The old saying is that, if there’s dew on the grass when you wake up you can expect a sea breeze, which seems a pretty accurate predictor here. Another good indication is when you get to the racecourse around 10:30, the marine layer will clear off relatively early and you’ll see clouds slowly building on the mountains behind the city. As the sea breeze builds, the wind will march right slowly, but you’ll get pressure puffs from top left as you approach the mark. If you have a northerly in the morning you’ll likely have wind to sail out in, but it’s kind of unusual. If this is the case, it’s good to know how strong the northerly gradient is. Either way, look for it to shift back to the westerly. Another unlikely scenario is the Santa Ana wind. The locals know all about it and you’ll hear about it on the morning weather if it’s happening. This strong offshore wind is created by high pressure over southern Nevada. The coastal area will either be a convergence zone where the Santa Ana fights the sea breeze; which makes for tricky light-air racing, or it’s more inline with the coastal northerly. In this case the sea breeze will reinforce the Santa Ana.

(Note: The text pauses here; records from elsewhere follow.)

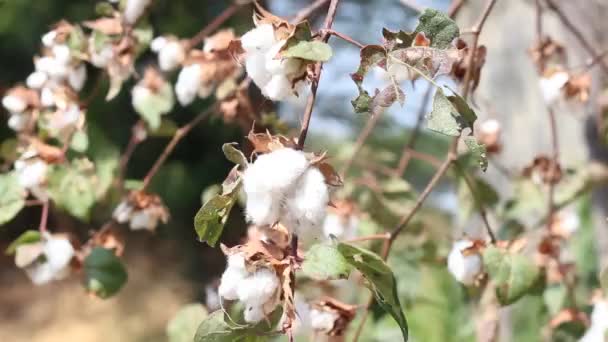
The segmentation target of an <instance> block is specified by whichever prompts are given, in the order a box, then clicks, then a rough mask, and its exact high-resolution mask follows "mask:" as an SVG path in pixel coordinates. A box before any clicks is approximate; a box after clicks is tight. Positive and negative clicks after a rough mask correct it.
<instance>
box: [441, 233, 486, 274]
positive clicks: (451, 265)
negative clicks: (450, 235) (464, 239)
mask: <svg viewBox="0 0 608 342" xmlns="http://www.w3.org/2000/svg"><path fill="white" fill-rule="evenodd" d="M472 246H473V241H469V240H459V241H456V242H454V245H453V246H452V250H451V251H450V254H449V255H448V270H449V271H450V273H452V276H454V278H455V279H456V280H457V281H459V282H461V283H463V284H465V285H472V284H473V283H474V282H475V278H476V277H477V275H479V273H481V271H482V265H483V264H482V260H481V256H480V255H479V254H478V253H472V254H470V255H464V254H463V252H464V251H465V250H466V249H467V248H470V247H472Z"/></svg>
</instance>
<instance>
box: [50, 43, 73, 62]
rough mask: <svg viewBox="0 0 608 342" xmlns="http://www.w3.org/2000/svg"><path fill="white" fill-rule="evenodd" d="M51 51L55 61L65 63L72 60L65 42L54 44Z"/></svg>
mask: <svg viewBox="0 0 608 342" xmlns="http://www.w3.org/2000/svg"><path fill="white" fill-rule="evenodd" d="M52 51H53V56H55V61H56V62H57V63H59V64H64V65H67V64H69V63H70V61H71V60H72V56H71V53H70V48H69V47H68V46H67V45H65V44H59V45H54V46H53V48H52Z"/></svg>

There is current for sure, and it generally flows down the coast from northwest to southeast. It’s influenced by the California Current 20 to 30 miles offshore, so it tends to move in and out. Some days there’s next to no current and other days it can be quite strong. The key is to get out there early and check the current at the windward mark. Look to the kelp lines for clues as to how it’s running. Also, keep an eye the regional weather two to three days out from the regatta: if it’s 48 hours of 25 knots off Point Conception to the north, an eddy south of San Diego will form. When this happens the breeze comes out of the south very light, and there will definitely be current.
ON THE SOUTH BAY Sailing on the South Bay Course is more like lake sailing than ocean sailing because you’re in an enclosed body of water and surrounded by land so the wind tends to shift more than offshore. In the standard southwesterly sea breeze the mark will be near what’s called the Silver Strand—the long ribbon of sand on Coronado. The wind tends to accelerate as it flows over the beach, so what will happen is you’ll start the race and the boat either to windward or leeward will start to sheer away. The key is to be patient, however, because it typically does oscillate.

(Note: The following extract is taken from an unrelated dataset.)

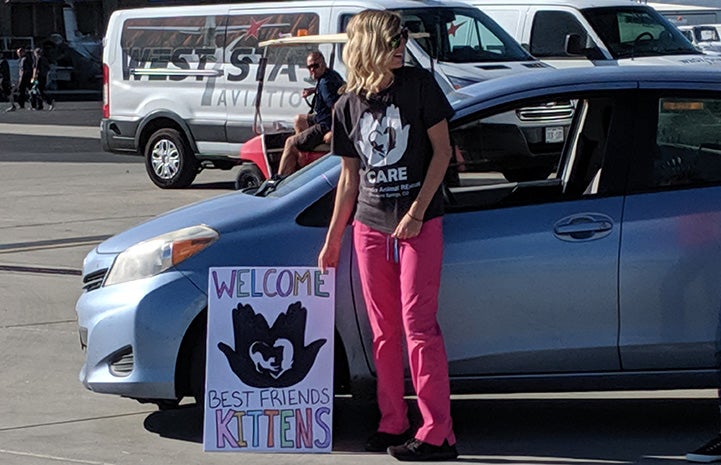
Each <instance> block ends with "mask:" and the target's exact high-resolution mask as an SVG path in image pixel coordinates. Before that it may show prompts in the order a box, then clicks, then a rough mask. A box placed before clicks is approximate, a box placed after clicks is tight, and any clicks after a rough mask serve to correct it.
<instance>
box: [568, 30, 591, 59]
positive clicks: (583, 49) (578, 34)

The wind will shift persistently over the course of the day, but it will do so in fits and starts.
As it goes right (west) it will start blowing from Coronado Bridge, orientating the racecourse parallel to the ship channel, which is quite deep near the navy ships. When, and if, this happens, pay particular attention to the current and know what the tides are doing. If the tide is ebbing (toward the bridge), there will be more favorable current on the right side of the course.
On the bay course, playing the middle is typically not the best approach. Instead, as with any other venue, you want to stay with the shift as it moves slowly, and make sure you have your nose well into the next shift before you tack. Patience is the key here as the shifts tend to net out. For wind-direction visuals, there are flags on the Strand and on the bows of the navy ships. Not that many.
Also, because the wind is being accelerated over the Strand it tends to come down in good size patches so you want to be looking to position yourself when sailing downwind in front of the next line of wind coming down and keeping your air clear.
One final and important note for visiting teams: Be aware in both race areas, and more so on the outside courses, that there will be significant kelp, so have a way to clear off your foils easily.